Are AI taking jobs today?

Yes and no.

AI alone does NOT take jobs. LLMs hallucinate a lot, or misread data, and are often fed on public sources (which are inaccurate, poorly written, outdated, or not referencing legitimate sources).

Additionally, great business insights are not based on generic data found online. Similarly to scraping Google for go-to-market strategies, most channels are already oversaturated, and deep understanding of an industry + competitive advantage (relationships, brand moat, proprietary data) are integral to making the entire puzzle fit together.

That said, truly experienced individuals can save a lot of time by scaffolding or generating templates, or supplementing data they know and understand, but need compiled in the right way.

The essence here is that experts know what the output looks like and can attest to the accuracy of the data. Just like software engineers can freely use copilots or tools like Cursor or v0 to scaffold code, non-engineers have no idea what that code means, whether it’s fast, secure, stable, and reliable. And failing to understand can lead to massive security vulnerabilities or exposing API keys that cost thousands of dollars if used by malicious users (to name a few of the common problems with SaaS code today).

But mundane tasks completed by VAs, interns, or juniors are getting easier to replicate fast. This is jeopardizing the work of corporate workers or data entry “specialists” in cases where decent results can be accomplished by tooling today.
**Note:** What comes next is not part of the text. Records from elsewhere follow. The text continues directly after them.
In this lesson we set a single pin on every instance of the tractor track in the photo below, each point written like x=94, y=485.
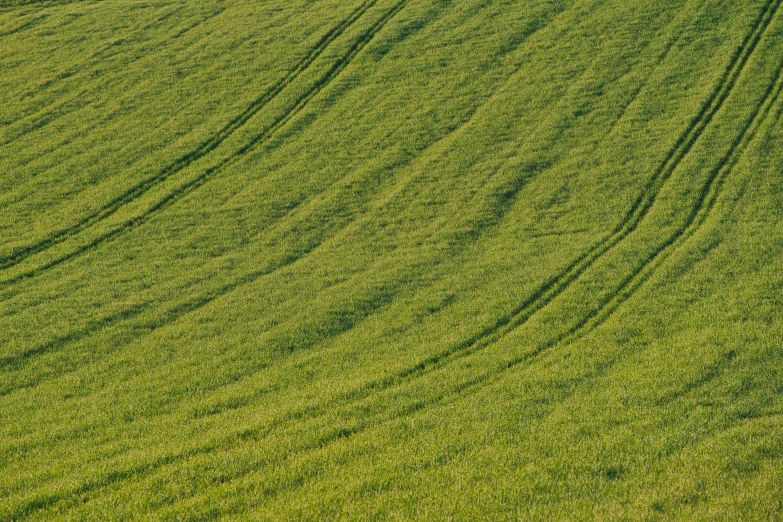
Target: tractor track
x=542, y=297
x=199, y=152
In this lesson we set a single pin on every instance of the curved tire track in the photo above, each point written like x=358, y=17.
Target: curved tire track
x=199, y=152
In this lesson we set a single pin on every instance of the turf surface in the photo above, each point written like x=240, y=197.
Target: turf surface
x=397, y=259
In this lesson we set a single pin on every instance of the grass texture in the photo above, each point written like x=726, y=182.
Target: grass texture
x=391, y=259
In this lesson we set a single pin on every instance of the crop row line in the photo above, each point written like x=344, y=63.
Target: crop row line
x=559, y=283
x=138, y=190
x=552, y=288
x=704, y=204
x=42, y=502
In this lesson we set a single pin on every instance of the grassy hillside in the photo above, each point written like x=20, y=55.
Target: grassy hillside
x=396, y=259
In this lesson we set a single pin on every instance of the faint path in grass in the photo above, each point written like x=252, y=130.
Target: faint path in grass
x=110, y=208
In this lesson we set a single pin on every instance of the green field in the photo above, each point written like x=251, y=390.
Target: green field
x=391, y=259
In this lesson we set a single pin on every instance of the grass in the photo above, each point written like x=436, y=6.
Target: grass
x=391, y=259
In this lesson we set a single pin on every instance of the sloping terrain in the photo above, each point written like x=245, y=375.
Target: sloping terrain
x=406, y=259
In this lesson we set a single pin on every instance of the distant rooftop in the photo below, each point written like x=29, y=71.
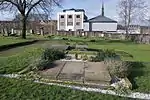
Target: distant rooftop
x=76, y=10
x=102, y=19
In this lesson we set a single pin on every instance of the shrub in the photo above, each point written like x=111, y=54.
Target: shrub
x=85, y=57
x=117, y=68
x=67, y=43
x=47, y=57
x=65, y=38
x=104, y=54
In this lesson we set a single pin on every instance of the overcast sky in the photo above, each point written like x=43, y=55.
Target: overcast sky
x=92, y=8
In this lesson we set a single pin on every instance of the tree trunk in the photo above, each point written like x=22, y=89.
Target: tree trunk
x=23, y=22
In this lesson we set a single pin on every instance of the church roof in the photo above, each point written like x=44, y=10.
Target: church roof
x=102, y=19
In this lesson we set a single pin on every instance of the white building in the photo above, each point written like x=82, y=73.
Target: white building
x=100, y=23
x=71, y=20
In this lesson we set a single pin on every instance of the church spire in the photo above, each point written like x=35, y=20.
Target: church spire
x=102, y=8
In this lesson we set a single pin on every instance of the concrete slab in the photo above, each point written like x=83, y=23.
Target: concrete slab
x=97, y=72
x=54, y=70
x=73, y=68
x=72, y=71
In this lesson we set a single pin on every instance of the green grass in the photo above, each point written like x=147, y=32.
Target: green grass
x=18, y=62
x=10, y=40
x=11, y=89
x=140, y=77
x=140, y=52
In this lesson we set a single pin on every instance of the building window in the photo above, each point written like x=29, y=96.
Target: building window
x=62, y=23
x=70, y=23
x=78, y=16
x=62, y=16
x=78, y=23
x=70, y=16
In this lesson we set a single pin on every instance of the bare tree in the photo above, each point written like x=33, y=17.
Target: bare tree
x=24, y=7
x=131, y=10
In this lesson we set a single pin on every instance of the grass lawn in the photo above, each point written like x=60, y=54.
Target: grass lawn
x=21, y=57
x=16, y=63
x=10, y=40
x=11, y=89
x=140, y=52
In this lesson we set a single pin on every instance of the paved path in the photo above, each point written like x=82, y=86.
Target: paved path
x=134, y=95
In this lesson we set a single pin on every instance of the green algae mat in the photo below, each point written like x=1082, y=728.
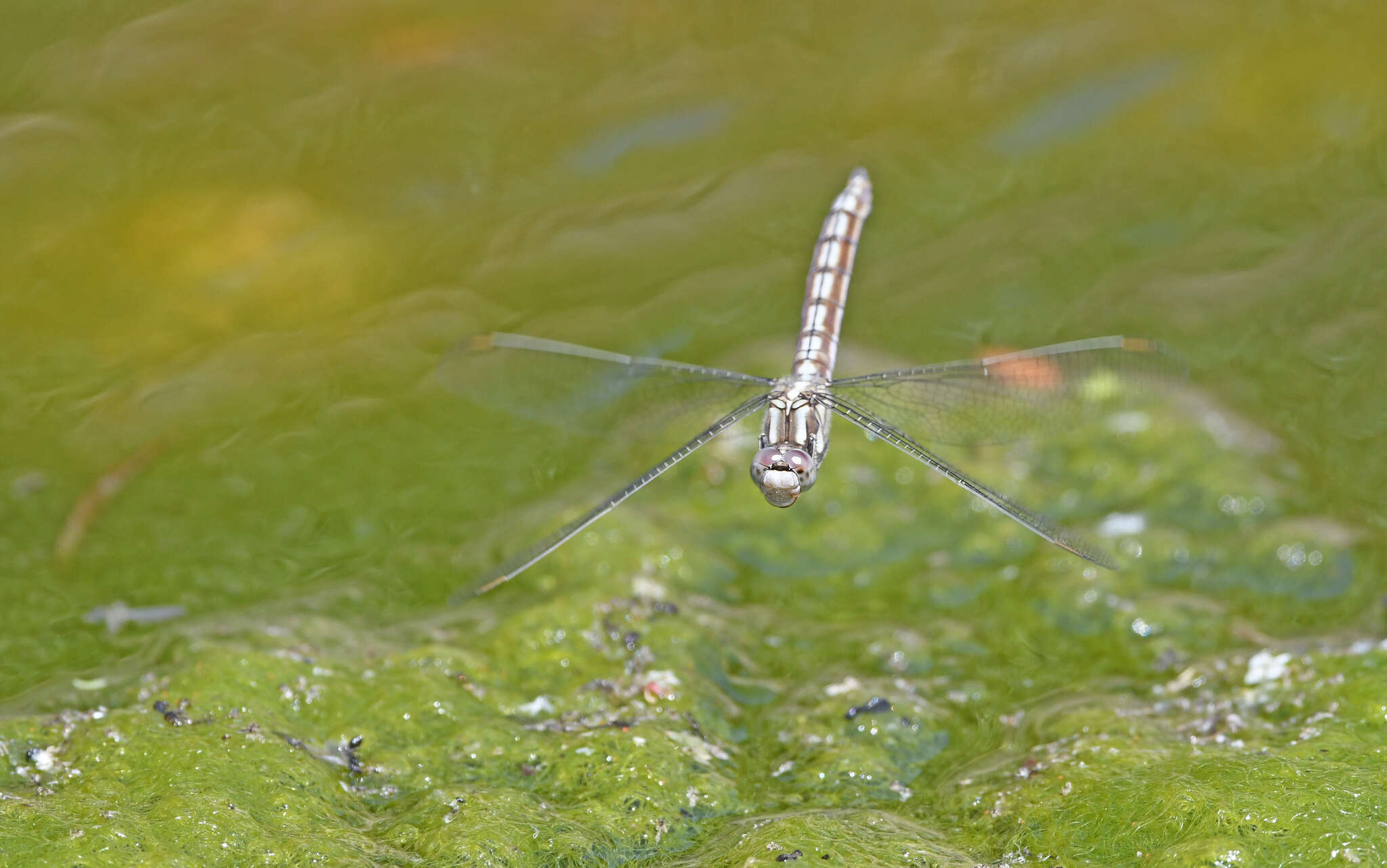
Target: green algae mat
x=240, y=509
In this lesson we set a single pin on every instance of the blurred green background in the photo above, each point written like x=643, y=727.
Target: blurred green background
x=236, y=239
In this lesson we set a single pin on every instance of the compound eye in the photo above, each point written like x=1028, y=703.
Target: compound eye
x=762, y=462
x=767, y=458
x=798, y=460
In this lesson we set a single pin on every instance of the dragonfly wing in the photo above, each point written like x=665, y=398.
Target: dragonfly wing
x=528, y=558
x=1013, y=395
x=545, y=426
x=1027, y=517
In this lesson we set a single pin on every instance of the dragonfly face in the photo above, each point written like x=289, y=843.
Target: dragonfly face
x=794, y=443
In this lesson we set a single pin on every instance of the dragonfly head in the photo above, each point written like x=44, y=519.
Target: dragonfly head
x=783, y=473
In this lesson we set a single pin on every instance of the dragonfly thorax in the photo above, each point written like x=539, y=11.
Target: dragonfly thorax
x=794, y=443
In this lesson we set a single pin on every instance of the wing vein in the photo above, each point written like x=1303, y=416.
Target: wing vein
x=530, y=557
x=1031, y=520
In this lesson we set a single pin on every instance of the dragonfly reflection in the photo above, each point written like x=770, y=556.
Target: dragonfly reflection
x=971, y=401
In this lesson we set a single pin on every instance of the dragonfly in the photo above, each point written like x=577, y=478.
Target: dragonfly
x=998, y=398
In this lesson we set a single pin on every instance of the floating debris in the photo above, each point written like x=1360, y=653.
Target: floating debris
x=1265, y=666
x=102, y=493
x=540, y=705
x=876, y=703
x=341, y=754
x=1121, y=525
x=119, y=615
x=174, y=716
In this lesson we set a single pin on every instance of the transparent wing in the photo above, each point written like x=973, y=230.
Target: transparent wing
x=555, y=436
x=1008, y=397
x=1031, y=520
x=528, y=558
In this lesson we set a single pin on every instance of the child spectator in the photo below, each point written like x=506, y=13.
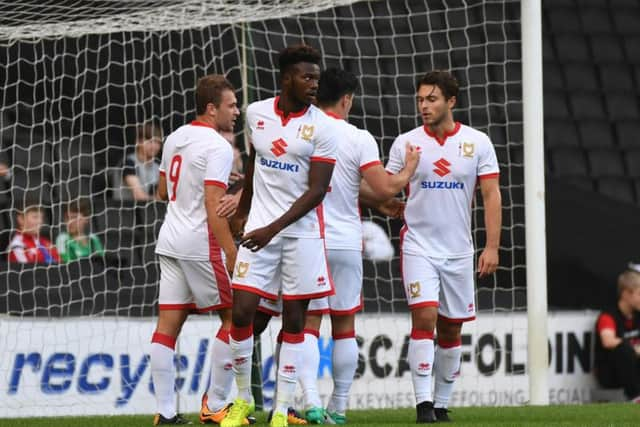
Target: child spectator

This is beneficial to consultants, freelancers, and small experienced teams

As generic and mundane roles can now be automated for the most part, many core tasks can be accomplished much faster when overseen by experienced workers. This means that teams of 10 people can now be squeezed down to 3-4 people, or upskilled so that 10 people get 5X the amount of work done when using LLMs properly.

As a result, individuals can also deliver more. Product professionals, marketers, engineers can take on more roles individually - or work in small teams of 2-3 people getting a lot done together, such as:

  1. Building starter SaaS apps way faster with AI

  2. Crafting landing pages with AI

  3. Generating blog posts at scale with SEObot or programmatic SEO

  4. Automating contextual social media content

  5. Sending email outbound sequences

  6. Crafting images and landing page creatives

And many more.

Even on the consulting side, creating a comprehensive proposal that previously took 20-40 hours of work can now be done in 3-4 hours with proper prompt engineering and templates. Consultants and freelancers can supervise agents and run LLM prompts to get individual tasks done in a couple of hours.
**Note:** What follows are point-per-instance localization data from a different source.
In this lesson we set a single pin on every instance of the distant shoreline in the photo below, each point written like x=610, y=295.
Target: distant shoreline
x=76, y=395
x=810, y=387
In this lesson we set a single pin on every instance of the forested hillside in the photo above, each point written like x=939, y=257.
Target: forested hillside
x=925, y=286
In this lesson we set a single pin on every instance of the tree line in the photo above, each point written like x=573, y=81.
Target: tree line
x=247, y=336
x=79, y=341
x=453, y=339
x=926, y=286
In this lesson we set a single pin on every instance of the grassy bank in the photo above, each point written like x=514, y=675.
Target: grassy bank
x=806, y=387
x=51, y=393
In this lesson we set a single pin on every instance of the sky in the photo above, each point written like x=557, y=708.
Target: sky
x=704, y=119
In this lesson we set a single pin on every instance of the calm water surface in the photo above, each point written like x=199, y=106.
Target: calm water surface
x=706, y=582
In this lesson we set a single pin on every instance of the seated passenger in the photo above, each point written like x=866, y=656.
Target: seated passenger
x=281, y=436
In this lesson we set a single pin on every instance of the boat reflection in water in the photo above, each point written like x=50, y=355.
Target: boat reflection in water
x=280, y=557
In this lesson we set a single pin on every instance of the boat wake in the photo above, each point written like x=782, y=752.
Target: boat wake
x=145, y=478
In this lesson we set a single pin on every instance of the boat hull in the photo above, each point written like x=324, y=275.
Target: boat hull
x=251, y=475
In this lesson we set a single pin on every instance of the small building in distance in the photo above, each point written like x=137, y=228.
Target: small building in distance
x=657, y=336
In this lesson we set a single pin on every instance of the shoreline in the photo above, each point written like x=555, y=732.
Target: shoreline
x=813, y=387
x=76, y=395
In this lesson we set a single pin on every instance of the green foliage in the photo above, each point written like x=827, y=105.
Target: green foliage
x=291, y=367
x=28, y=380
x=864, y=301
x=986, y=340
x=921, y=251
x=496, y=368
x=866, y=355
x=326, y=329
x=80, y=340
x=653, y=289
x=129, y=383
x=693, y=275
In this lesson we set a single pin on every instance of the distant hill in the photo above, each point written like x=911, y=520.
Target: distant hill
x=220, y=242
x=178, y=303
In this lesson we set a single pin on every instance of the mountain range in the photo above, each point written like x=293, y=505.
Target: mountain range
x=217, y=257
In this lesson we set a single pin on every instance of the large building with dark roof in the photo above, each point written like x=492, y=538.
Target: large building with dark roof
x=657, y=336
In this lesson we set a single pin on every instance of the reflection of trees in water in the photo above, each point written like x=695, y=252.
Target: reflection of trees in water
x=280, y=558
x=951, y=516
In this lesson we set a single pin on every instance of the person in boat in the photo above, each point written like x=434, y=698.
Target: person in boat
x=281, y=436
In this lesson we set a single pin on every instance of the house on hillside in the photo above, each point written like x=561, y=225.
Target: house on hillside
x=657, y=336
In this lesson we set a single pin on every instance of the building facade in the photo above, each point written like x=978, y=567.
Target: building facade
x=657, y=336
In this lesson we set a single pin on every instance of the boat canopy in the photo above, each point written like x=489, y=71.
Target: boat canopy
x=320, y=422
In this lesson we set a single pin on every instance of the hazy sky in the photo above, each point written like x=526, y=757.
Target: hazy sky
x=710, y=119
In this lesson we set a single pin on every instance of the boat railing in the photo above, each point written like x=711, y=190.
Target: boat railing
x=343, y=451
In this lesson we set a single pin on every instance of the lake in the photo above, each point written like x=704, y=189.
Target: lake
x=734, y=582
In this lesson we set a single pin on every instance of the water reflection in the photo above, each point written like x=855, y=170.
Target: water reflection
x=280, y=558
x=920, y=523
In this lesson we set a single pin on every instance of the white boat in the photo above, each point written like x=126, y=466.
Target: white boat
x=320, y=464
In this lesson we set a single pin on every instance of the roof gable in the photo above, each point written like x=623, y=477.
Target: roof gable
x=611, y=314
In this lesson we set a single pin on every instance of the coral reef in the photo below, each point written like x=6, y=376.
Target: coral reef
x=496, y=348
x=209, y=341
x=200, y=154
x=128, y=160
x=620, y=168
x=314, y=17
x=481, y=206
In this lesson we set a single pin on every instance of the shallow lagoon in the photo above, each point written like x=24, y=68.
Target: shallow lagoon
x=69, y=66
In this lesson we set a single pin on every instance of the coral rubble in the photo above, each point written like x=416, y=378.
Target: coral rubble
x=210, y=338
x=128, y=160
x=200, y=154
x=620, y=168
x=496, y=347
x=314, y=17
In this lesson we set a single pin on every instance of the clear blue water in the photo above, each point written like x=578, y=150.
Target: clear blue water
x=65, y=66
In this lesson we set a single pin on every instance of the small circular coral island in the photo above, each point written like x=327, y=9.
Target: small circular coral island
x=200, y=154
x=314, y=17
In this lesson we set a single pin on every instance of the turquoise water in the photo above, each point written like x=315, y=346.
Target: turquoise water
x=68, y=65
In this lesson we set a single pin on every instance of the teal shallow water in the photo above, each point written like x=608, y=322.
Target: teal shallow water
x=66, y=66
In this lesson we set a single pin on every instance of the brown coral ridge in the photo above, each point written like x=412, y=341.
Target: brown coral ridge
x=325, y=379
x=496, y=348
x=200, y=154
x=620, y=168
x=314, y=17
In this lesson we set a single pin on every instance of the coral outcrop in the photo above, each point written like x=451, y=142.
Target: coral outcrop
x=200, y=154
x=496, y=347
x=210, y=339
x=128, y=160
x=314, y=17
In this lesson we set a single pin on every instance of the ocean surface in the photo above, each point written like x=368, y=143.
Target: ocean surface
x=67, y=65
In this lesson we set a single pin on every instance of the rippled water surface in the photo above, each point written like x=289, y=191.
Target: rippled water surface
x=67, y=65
Companies are now looking into more individuals and small teams to outsource “productized” tasks, including email newsletter automation, creating freebies (white papers, ebooks), generating packed infographics (with LLM research), building simplified internal tools, generating UI prototypes for landing pages in a handful of hours.
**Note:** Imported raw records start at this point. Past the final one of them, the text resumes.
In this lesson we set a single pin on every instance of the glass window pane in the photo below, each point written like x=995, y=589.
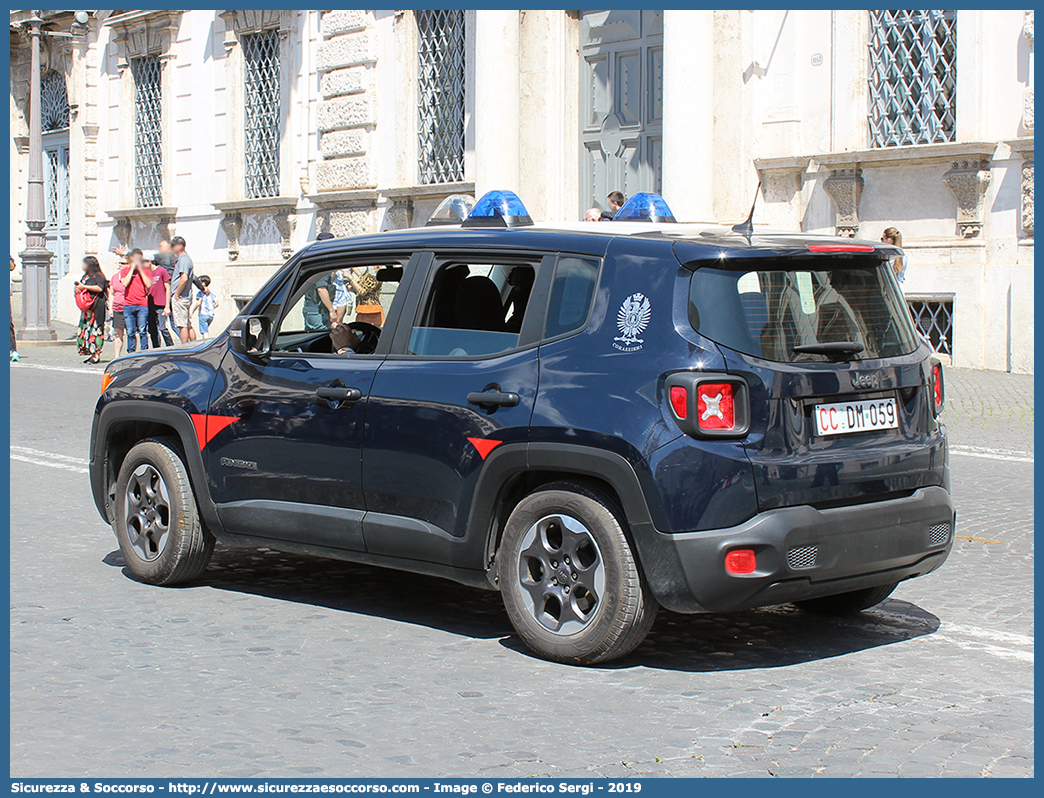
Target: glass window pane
x=571, y=296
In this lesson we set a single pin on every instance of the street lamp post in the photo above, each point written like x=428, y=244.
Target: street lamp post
x=36, y=257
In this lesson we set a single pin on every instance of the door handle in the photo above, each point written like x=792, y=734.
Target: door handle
x=493, y=398
x=347, y=395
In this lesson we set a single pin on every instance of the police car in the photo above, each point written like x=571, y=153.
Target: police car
x=597, y=420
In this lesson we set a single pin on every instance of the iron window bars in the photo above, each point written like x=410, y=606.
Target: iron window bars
x=53, y=101
x=912, y=77
x=262, y=97
x=933, y=317
x=147, y=135
x=441, y=88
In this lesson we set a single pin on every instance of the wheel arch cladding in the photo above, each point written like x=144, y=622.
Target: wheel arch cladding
x=515, y=471
x=124, y=423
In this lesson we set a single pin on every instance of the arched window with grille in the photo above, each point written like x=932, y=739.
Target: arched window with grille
x=441, y=95
x=54, y=123
x=912, y=77
x=53, y=101
x=262, y=96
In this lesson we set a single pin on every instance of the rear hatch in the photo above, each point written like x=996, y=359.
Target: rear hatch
x=840, y=405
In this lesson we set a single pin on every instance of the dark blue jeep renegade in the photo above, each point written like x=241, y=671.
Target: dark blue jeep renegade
x=595, y=420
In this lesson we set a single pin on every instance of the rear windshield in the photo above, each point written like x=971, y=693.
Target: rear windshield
x=770, y=311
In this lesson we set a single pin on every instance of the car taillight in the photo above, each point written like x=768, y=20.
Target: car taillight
x=741, y=561
x=709, y=404
x=680, y=401
x=938, y=389
x=715, y=405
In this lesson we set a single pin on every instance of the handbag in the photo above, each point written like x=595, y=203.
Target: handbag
x=85, y=300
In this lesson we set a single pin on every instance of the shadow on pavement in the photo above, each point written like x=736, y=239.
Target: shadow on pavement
x=762, y=638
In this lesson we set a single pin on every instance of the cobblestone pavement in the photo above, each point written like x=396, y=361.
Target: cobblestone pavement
x=282, y=665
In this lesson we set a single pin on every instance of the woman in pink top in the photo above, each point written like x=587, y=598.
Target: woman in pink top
x=119, y=323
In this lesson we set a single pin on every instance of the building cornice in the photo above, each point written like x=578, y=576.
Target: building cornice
x=881, y=157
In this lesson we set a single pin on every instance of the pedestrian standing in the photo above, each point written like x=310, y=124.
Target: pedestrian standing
x=207, y=303
x=893, y=236
x=343, y=299
x=137, y=279
x=181, y=290
x=14, y=345
x=158, y=319
x=117, y=292
x=368, y=296
x=91, y=336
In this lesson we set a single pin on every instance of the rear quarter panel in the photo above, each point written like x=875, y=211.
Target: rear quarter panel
x=599, y=391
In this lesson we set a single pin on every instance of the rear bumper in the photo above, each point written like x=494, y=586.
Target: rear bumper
x=804, y=553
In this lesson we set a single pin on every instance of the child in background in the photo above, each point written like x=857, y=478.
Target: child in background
x=207, y=303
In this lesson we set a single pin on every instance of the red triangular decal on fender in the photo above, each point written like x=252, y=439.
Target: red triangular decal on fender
x=208, y=426
x=484, y=445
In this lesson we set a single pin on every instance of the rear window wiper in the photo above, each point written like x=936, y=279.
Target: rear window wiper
x=831, y=348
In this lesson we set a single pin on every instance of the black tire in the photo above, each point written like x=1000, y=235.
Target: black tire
x=844, y=604
x=619, y=618
x=167, y=546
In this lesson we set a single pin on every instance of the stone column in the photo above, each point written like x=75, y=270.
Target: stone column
x=36, y=257
x=496, y=101
x=688, y=114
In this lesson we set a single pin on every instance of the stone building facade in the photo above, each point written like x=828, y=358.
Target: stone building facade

Instead of hiring a team of 3 FTE people + assigning a manager to the team in house, outsourcing and delegating specific tasks - one-off or recurring - makes a ton of sense today.

Relying on proven expertise + assigning autonomy and responsibility to the experts as external parties is a win-win situation that isn’t tied to payroll and clocking 9-to-5 time. Instead, if the results can be accomplished in a predefined fashion (predictable monthly or task-based cost), both parties are incentivized to maintain the relationship, with the consultants/vendors managing the value equation with updated tooling and refined processes.

The productized model is growing in popularity. Specialize in one or two areas in demand by providing high-quality results in predictable time frame at a fixed cost. Add monthly packages on top. The better you understand the industry and the more optimal your underlying tooling, the more effective and profitable this business will be.